Cubism is characterized by the deconstruction of volume in cubes (hence the movement's name) which, alternating or flat on the canvas, lead to the absence of perspective. Without restricting themselves to a single medium or technique, cubist artists use oil (The Guitarist, Pablo Picasso), acrylic, ink and charcoal (Fruit Dish and Cards, George Braque).
Combining techniques and supports, they even created collages by inserting everyday objects into their Cubism paintings (Still-life with Chair Caning, Picasso). Picasso and Braques' heirs include the Cubist painters Juan Gris, Fernand Léger, Jean Metzinger and Robert Delauney. A key movement in the history of art, Cubism and Cubist portraits paved the way for Orphism, Futurism and Suprematism.
Three major periods are defined by art historians to describe the evolution of this movement. Taking inspiration from primitive art, Japanese prints and the work of Paul Cézanne, who gradually divided space into geometric forms, Picasso and Braque decided to push their reflections even further by completely removing perspective, creating Cezannian Cubism (1907-1909).

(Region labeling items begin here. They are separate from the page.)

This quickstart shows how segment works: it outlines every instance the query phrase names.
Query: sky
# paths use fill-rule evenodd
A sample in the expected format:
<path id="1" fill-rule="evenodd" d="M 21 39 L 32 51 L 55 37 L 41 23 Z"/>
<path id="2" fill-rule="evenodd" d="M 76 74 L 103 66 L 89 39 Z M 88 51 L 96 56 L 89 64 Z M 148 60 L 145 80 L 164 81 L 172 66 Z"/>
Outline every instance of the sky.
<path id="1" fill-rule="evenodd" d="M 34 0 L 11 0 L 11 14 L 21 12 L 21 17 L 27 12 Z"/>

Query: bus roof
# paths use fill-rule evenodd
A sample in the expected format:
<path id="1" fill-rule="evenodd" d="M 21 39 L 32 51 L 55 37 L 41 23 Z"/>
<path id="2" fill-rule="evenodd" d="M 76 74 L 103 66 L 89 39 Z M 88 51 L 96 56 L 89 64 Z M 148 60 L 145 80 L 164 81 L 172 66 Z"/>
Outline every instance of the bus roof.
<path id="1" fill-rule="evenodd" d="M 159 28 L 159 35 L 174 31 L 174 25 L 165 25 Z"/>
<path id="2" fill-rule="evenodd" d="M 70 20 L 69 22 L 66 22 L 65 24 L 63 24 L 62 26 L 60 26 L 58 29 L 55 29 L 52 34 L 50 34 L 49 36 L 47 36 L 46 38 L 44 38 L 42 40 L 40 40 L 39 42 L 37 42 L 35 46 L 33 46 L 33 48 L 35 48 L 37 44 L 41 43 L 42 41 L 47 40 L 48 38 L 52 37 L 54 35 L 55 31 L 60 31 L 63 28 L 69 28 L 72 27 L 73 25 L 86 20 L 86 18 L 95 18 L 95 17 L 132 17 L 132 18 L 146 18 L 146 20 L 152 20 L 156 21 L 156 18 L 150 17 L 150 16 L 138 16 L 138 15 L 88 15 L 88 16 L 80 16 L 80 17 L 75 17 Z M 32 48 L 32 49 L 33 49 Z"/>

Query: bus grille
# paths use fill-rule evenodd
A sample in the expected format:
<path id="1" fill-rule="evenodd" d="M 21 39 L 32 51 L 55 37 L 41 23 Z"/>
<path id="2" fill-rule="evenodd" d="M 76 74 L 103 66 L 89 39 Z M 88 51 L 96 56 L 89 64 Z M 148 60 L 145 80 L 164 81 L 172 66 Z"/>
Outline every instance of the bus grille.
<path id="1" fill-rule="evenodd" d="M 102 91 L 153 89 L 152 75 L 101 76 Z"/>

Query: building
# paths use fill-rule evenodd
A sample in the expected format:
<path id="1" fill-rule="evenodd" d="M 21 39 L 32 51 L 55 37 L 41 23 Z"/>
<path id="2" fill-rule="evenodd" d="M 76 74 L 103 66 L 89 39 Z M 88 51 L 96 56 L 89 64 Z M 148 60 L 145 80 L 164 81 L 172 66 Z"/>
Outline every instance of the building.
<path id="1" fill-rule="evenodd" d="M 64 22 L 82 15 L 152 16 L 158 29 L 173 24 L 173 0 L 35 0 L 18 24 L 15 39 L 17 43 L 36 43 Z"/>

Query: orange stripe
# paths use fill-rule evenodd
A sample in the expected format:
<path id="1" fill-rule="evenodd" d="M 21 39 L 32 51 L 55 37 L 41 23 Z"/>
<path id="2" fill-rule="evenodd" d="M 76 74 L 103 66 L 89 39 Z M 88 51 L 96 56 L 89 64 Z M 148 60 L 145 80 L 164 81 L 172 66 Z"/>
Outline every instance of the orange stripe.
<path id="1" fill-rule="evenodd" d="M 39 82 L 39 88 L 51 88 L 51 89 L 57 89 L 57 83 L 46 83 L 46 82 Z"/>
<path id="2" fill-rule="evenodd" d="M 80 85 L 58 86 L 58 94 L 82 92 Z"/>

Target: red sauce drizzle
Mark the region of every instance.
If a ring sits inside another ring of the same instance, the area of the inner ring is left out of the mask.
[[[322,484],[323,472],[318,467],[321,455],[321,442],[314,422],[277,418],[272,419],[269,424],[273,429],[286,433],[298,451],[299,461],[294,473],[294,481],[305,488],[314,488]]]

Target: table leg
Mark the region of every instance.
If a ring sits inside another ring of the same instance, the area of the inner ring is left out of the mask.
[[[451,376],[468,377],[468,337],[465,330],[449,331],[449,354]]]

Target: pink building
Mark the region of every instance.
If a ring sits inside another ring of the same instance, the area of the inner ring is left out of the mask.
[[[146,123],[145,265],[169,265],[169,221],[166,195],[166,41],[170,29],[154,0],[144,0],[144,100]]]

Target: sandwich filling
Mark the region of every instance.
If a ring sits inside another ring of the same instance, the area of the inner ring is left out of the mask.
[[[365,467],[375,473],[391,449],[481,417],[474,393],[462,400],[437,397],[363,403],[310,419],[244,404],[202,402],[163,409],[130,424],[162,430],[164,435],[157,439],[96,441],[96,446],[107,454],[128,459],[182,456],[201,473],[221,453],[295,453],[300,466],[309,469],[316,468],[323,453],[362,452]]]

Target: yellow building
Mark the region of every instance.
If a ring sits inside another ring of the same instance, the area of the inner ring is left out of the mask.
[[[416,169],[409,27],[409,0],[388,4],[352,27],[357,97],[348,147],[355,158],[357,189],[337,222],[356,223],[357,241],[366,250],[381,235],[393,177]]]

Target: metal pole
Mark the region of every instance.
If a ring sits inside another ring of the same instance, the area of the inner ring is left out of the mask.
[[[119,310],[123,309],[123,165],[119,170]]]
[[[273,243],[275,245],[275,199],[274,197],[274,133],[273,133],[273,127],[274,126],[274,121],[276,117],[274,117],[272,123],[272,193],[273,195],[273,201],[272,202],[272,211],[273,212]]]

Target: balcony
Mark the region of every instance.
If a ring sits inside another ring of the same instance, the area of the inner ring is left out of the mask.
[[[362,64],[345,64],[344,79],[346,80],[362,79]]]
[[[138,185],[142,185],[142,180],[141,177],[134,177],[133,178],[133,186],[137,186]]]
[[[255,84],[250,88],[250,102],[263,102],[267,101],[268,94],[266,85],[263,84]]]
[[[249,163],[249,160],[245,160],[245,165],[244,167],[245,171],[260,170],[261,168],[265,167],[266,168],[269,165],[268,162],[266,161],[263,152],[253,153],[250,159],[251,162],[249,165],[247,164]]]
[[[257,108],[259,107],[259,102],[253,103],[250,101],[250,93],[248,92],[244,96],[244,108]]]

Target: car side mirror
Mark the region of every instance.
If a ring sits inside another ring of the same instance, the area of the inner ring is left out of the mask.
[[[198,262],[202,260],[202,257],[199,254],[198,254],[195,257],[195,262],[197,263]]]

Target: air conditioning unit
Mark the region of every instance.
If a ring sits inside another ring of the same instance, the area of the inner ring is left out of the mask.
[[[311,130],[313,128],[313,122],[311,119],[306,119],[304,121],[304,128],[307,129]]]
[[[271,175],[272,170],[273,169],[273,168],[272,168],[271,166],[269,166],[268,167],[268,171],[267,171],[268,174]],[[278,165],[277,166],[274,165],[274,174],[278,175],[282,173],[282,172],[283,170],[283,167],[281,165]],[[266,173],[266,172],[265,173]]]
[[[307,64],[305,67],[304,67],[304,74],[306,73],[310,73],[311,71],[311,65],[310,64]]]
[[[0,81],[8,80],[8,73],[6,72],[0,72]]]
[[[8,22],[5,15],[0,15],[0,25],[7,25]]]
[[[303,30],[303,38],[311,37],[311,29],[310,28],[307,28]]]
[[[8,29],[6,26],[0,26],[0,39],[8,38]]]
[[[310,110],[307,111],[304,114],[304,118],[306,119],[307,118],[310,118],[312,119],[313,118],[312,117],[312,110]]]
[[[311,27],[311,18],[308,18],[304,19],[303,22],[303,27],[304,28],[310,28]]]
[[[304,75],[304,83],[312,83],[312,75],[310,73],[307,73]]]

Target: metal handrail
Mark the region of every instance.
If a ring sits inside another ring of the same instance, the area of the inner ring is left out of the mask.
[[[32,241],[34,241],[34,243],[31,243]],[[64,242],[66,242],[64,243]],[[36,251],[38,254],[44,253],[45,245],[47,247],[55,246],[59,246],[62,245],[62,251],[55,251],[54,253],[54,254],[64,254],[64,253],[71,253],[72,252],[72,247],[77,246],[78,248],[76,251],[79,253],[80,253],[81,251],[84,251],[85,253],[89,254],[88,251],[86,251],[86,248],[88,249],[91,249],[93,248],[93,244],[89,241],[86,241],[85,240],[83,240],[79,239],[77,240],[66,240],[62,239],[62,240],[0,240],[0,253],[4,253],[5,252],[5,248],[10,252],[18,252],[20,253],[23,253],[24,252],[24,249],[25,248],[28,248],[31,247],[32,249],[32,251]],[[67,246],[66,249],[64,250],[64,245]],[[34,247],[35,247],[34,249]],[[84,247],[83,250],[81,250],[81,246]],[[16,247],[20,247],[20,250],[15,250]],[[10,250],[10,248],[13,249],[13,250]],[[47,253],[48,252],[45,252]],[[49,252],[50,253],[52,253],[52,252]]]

From 1909 to 1912, a period known as Analytical Cubism was marked by a series of experiments and studies that delved deep into the deconstruction of objects. This was followed by the period of Synthetic Cubism, lasting from 1912 to 1914, which, as its name implies, synthesized all of the progress of the previous years, directly introducing to the canvas the concept of the everyday, leading to the first Cubist collages.